Piloti Ryanair: i settori a rischio per gli stipendi "low cost"

La cancellazione di migliaia di voli da parte di Ryanair fino a marzo 2018 che lascerà a terra 400 mila passeggeri, che molto probabilmente avrà pesantissime conseguenze sull'immagine e sui conti della compagnia irlandese, accende i riflettori sulla sostenibilità dei modelli  "low cost".

Già, perché dietro il caos di questi giorni c'è un problema di "employee retention", direbbero gli esperti in risorse umane, ossia di scarsa capacità di trattenere i propri dipendenti, puntando sulla loro soddisfazione: livello degli stipendi, possibilità di fare carriera, incentivi (non solo economici), qualità dei progetti assegnati, del clima aziendale e delle relazioni tra i collaboratori.

Le compagnie low cost

La "vera" causa del caos Ryanair, mai accaduto ad alcuna compagnia aerea prima, è da individuare nella fuga di circa 700 piloti che si sono licenziati negli scorsi mesi e che andranno a lavorare per compagnie concorrenti: all'errata gestione del piano ferie dei dipendenti, la scusa addotta dalla compagnia guidata da Michael O'Leary, non ha creduto nessuno.

Piloti, assieme ad altri 150 colleghi, hanno preferito fare le valige per trasferirsi in compagnie che hanno retribuzioni decisamente più appetibili: Ryanair in tutti questi anni è riuscita a vendere biglietti a prezzi stracciati, grazie a un maniacale contenimento dei costi che ora gli si sta ritorcendo contro. Ovvio che le prime aziende a tremare di fronte al caso Ryanair sono ora le altre compagnie low cost come Easyjet e Vueling.

Il caso Uber

Un'altra clamorosa fuga di massa, anche se meno documentata, è quella che ha colpito il quartier generale di Uber in California. L'app che mette in collegamento passeggeri e autisti (che spesso sono tassisti "improvvisati" e sprovvisti di licenza) avrebbe dovuto stravolgere il trasporto di massa mettendo ko il mercato dei taxi.

Ma a inizio anno, come riportava il Financial Times, molti dipendenti e manager hanno fatto le valige di fronte ai piccoli scandali e problemi legali che hanno minato la reputazione della società e alla capacità dell'azienda di ripetere quest'anno la crescita a due zeri degli scorsi anni.

Una situazione che avrebbe spinto molti a cercare altri posti di lavoro nell'area di San Francisco dove si è registrato un incremento delle richieste di lavoro del 10% rispetto al passato nel primo trimestre dell'anno.

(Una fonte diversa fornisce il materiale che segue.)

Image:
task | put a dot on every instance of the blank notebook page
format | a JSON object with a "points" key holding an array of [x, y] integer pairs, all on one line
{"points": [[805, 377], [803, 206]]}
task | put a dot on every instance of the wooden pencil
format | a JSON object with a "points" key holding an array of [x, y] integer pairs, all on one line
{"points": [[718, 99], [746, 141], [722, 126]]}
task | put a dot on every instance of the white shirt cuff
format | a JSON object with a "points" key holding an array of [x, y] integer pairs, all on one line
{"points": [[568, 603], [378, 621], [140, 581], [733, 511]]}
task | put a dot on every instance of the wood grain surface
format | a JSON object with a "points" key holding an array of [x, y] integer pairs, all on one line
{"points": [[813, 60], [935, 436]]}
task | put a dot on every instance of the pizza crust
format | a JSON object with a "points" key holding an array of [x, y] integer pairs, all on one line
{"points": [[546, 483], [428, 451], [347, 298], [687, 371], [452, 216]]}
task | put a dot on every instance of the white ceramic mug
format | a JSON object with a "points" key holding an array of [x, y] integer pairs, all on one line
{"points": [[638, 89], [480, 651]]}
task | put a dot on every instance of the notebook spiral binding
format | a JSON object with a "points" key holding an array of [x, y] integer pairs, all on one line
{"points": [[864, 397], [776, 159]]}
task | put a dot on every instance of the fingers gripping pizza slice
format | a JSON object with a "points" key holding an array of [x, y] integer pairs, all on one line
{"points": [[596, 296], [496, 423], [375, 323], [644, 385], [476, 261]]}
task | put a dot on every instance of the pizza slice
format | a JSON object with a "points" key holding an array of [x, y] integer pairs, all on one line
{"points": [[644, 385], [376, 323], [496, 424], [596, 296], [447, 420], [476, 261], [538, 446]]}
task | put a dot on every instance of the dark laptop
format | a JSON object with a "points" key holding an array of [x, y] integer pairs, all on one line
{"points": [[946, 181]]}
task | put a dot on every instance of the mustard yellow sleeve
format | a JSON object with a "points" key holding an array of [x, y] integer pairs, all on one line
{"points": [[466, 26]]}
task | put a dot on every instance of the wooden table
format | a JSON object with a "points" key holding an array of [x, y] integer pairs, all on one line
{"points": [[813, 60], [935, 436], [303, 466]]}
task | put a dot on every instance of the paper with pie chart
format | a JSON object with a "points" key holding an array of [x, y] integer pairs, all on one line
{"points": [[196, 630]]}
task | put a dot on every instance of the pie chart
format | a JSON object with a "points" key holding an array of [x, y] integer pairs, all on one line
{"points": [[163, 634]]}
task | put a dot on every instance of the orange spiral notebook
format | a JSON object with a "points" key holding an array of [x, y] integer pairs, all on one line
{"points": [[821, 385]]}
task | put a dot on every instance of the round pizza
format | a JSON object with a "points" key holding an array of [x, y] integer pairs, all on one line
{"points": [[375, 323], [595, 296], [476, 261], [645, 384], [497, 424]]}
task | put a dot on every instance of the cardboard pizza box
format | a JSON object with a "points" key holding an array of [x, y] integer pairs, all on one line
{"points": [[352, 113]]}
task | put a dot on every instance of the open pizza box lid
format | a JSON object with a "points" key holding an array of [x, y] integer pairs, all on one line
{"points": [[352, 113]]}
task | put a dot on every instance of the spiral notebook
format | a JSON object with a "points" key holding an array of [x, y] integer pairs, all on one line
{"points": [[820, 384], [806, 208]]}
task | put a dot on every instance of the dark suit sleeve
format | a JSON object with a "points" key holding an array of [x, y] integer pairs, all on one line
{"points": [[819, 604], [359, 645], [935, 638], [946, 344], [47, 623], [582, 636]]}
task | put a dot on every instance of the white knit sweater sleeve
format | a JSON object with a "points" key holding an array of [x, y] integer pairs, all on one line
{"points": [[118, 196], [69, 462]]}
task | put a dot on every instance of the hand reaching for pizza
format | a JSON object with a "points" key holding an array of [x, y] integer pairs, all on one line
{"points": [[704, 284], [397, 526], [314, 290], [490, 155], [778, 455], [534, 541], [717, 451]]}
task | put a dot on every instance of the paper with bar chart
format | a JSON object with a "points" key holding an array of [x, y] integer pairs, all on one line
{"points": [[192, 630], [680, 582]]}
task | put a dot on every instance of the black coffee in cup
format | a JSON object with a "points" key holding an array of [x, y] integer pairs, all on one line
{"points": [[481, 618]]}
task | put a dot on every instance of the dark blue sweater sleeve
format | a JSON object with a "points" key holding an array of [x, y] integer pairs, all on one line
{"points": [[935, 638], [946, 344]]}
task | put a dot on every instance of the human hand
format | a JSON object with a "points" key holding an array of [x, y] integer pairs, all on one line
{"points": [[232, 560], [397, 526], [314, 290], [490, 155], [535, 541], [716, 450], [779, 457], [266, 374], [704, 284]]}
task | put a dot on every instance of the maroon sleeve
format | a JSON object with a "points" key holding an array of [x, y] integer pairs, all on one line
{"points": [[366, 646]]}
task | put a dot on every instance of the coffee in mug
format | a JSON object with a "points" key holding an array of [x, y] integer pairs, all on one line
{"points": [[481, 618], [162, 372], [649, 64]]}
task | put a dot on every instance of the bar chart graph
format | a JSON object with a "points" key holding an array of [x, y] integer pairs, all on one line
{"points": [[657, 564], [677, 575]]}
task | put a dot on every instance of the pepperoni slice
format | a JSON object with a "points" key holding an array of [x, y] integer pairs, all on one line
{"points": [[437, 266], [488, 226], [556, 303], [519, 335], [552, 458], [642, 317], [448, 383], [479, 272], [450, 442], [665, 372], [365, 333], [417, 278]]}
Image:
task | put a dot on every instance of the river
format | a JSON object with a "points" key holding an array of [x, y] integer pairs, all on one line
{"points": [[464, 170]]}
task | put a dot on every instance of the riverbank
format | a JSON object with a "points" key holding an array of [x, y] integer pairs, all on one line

Senza contare che Londra (dopo molte città europee) non ha rinnovato la licenza all'operatore, rischiando di compromettere gli affari ai 40 mila "autisti" che operano nella City e che potrebbero decidere di lavorare con altre società di ridesharing.

Camion e furgoni

Il settore dell'autotrasporto in Italia è in crisi da otto anni a causa della concorrenza dai vettori dell'Est Europa che hanno imposto una guerra al ribasso sui prezzi spingendo fuori dal mercato 70 mila padroncini dal 2009 a oggi, come ricorda la CGIA di Mestre. L'effetto dumping dei camionisti dell'Est Europa ha portato alla chiusura di 17.000 aziende di trasporto in sei anni.

Le università in Italia

Non è un'azienda, ma il sistema universitario italiano perde ogni anno 3 mila dottori di ricerca su 11 mila che conseguono il titolo e che lasciano l'Italia per cercare fortuna all'estero. Andando a lavorare in università e centri di ricerca "concorrenti".

Motivo? Le università italiane assumono con il contagocce, i posti vanno spesso agli allievi più fedeli dei "baroni" e non per meritocrazia; e la possibilità di carriera sono limitate, con il rischio di restare ricercatori (che spesso sono professori "low cost") a vita.